Building A Judicious Strategy For Financial Services, Employee Benefits

By Thomas A. McCoy, CLU


When property/casualty agency owners consider ways to broaden their income stream, they might lean toward selling financial services-life, disability and annuities-or they might decide to offer employee benefits. In either case, they are betting their most important asset, their P-C customer relationships, on a potential payoff in a field outside of their traditional expertise. It's a bet they don't want to lose.

So it makes sense to seek guidance from experienced providers of these ancillary products who are used to working with property/casualty brokers. We talked with executives of two such providers-first, a financial services marketing intermediary and, second, a leading voluntary employee benefits company-about how P-C agencies can effectively diversify into these areas.

"P-C brokers have the data to market [financial services products] effectively to their clientele. The opportunity for cross marketing of financial services has never been greater."

-Marlin Bollinger, CFP, CLU, ChFC, CFS, CAS
President
The Bollinger Group

Marlin Bollinger, CFP, CLU, ChFC, CFS, CAS, is president of The Bollinger Group, a brokerage general agency for financial services products serving some 200-300 independent brokers, including P-C firms, throughout the United States. The firm represents approximately 30 companies for life, disability, annuities, long-term care and related linked products.

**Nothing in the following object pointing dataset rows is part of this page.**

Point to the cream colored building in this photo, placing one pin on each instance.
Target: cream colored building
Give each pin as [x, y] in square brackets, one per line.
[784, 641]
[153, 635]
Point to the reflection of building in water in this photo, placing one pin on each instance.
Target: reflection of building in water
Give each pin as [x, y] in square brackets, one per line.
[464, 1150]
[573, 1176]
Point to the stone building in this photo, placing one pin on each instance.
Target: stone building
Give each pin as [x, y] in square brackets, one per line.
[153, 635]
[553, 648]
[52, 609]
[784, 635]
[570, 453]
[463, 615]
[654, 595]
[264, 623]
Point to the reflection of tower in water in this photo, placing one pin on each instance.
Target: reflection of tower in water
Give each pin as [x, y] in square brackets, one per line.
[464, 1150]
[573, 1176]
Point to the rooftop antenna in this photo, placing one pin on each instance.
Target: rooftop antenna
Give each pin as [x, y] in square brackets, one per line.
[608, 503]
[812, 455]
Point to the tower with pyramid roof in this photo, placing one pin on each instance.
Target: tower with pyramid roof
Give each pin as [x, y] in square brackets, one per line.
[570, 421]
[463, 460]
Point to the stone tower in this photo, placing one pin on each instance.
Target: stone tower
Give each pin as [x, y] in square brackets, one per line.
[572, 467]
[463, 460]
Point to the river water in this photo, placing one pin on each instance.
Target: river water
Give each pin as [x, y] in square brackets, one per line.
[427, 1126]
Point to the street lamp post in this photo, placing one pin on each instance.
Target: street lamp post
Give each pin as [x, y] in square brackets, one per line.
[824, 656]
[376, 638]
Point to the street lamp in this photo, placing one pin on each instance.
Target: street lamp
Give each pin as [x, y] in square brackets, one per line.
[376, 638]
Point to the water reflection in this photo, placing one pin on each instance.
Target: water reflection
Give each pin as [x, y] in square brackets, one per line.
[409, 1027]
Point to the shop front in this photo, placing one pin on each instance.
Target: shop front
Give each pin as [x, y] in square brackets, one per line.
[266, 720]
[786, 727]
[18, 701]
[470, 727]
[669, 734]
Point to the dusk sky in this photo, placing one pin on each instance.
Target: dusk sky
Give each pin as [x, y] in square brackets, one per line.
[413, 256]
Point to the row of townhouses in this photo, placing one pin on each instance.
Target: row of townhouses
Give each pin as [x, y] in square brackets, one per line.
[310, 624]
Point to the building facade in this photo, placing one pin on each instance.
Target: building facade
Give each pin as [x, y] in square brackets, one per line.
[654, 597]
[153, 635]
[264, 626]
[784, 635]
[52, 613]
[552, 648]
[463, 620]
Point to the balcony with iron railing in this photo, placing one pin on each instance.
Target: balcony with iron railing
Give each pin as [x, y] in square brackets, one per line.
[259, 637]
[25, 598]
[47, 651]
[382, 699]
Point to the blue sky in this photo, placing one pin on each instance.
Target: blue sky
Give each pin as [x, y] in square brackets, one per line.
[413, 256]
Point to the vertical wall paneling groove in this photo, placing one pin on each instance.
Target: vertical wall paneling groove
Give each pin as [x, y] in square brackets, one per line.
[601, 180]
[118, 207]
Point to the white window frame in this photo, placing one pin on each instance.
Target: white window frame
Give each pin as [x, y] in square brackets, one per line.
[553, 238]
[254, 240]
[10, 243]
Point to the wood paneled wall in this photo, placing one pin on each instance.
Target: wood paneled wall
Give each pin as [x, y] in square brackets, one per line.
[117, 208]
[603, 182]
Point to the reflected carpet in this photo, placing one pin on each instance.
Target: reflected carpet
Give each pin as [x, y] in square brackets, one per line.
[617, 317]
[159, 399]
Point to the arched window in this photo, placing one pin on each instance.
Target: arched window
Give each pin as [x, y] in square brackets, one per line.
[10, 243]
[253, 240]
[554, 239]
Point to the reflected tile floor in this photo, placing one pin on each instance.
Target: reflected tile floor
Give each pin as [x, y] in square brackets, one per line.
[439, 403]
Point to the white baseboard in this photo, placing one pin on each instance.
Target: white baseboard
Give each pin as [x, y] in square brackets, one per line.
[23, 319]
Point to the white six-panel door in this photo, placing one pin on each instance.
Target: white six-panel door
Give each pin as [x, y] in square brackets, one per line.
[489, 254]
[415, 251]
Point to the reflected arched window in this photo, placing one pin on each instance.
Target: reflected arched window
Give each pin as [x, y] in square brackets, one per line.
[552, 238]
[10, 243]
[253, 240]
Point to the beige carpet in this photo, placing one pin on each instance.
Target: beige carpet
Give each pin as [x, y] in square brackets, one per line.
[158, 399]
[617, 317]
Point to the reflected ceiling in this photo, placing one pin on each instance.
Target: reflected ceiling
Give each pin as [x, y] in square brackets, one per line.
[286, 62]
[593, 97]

"Property/casualty agents are busy enough in their own areas of specialization, so it's difficult for them to execute a financial services strategy," Marlin says. "They want to do it. They realize that financial services distribution is shifting. The average independent life agent is in their late 50s or early 60s, and new ones just aren't coming into the business. New production is coming from banks and brokerage firms. Yet P-C brokers have the data to market effectively to their clientele. So the opportunity for cross marketing of financial services has never been greater."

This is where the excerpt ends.